Walgreens’ prescription volumes increased by 126% year-on-year, and now fills more than $170 million in annual prescriptions, she said. The company hopes to increase that number to 180 million or more.
Huffington added that Walgreens has implemented new internal tools to track work in all 11 centers and provide real-time data on where patients prescriptions are located during the microfilling process.
“If a patient calls the store and says, ‘Hey, can you tell me where my prescription is today?’ Huffington said (workers) can do that well.
Despite the company's progress, Gates said there's more to do in the Micro Realization Center.
For example, he pointed out that it is possible to ship the prescription directly to the patient’s doorstep instead of putting this burden in a retail store.
"It's just the first step now," he said.
According to some reports, the facility may still require additional improvements. For example, WRAL News reported in April that some customers at a Walgreens store in Garner, North Carolina said they would only get some prescription filler, missing several pills, or that their medication was postponed.
Customers believe that the items are for sale at the Walgreens store near Hollywood in Los Angeles.
Christopher Lee | Bloomberg | Getty Images
Before Brian Gange's Arizona store began relying on automation facilities, he walked into the pharmacy every morning and knew there were a large list of prescriptions in his work queue, waiting for the day to fill.

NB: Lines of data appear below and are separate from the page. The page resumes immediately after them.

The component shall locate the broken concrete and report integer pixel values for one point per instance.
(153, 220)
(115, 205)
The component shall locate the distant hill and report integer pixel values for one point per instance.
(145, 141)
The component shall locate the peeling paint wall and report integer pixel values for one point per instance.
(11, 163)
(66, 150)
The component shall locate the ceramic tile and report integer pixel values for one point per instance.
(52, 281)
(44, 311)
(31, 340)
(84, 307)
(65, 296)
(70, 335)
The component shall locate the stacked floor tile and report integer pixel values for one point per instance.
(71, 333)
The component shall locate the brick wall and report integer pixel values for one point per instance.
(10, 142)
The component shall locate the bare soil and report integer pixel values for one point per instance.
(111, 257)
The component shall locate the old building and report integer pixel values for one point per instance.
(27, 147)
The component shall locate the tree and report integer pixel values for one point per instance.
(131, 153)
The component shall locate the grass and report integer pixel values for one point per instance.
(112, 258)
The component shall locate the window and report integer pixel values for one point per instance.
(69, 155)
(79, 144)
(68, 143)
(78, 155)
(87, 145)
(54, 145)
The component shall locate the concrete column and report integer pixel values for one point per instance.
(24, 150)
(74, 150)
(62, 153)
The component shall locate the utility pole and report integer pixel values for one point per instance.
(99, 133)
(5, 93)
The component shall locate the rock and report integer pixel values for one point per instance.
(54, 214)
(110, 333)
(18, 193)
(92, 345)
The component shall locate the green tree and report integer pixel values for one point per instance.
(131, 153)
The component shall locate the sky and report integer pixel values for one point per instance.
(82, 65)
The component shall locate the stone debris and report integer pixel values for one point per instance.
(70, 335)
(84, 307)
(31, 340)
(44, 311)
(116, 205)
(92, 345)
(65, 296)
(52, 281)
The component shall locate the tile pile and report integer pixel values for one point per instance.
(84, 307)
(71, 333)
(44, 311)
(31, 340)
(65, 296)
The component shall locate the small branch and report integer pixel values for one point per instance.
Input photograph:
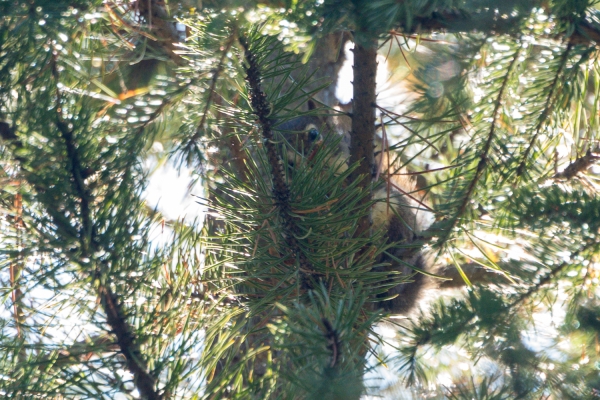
(161, 25)
(211, 89)
(577, 166)
(550, 101)
(483, 157)
(109, 301)
(333, 342)
(281, 192)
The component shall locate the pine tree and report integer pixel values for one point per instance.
(490, 107)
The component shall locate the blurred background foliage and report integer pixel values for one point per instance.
(492, 107)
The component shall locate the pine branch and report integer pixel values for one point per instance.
(579, 165)
(161, 24)
(281, 192)
(453, 21)
(211, 90)
(483, 156)
(362, 147)
(333, 342)
(550, 102)
(115, 316)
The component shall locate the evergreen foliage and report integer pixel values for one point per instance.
(490, 107)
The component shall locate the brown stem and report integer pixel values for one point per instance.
(281, 191)
(550, 102)
(362, 146)
(211, 90)
(115, 316)
(483, 156)
(577, 166)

Now, with the help of micro-implementation, the list is much larger and smaller every day.
“We don’t have to spend too much time on those repetitive fulfillment tasks,” he told CNBC. “It really puts a lot of weight off our shoulders.”
Gange said this gives him and his team time to fall behind the pharmacy counter and interact with customers face to face, answer questions, provide advice, perform health tests or manage vaccines.
This concern can make the patient different.
For example, Ganger recalls overwhelmed the task of working at a different Walgreens job a few years ago, but overwhelmed the task of working at a Walgreens job, but another five minutes. He eventually sent the person to the emergency room because their blood pressure "was off the chart."
The patient's wife visited the pharmacy the next day and thanked Gantch for saying that her husband "may not be with us today" without a blood pressure test.
“I don’t have to question whether I have five to 10 minutes to check the patient’s blood pressure,” Gange said. “Micro implementations and centralized services really allow us to do that.”
“It really allows us to provide them with better care,” he added.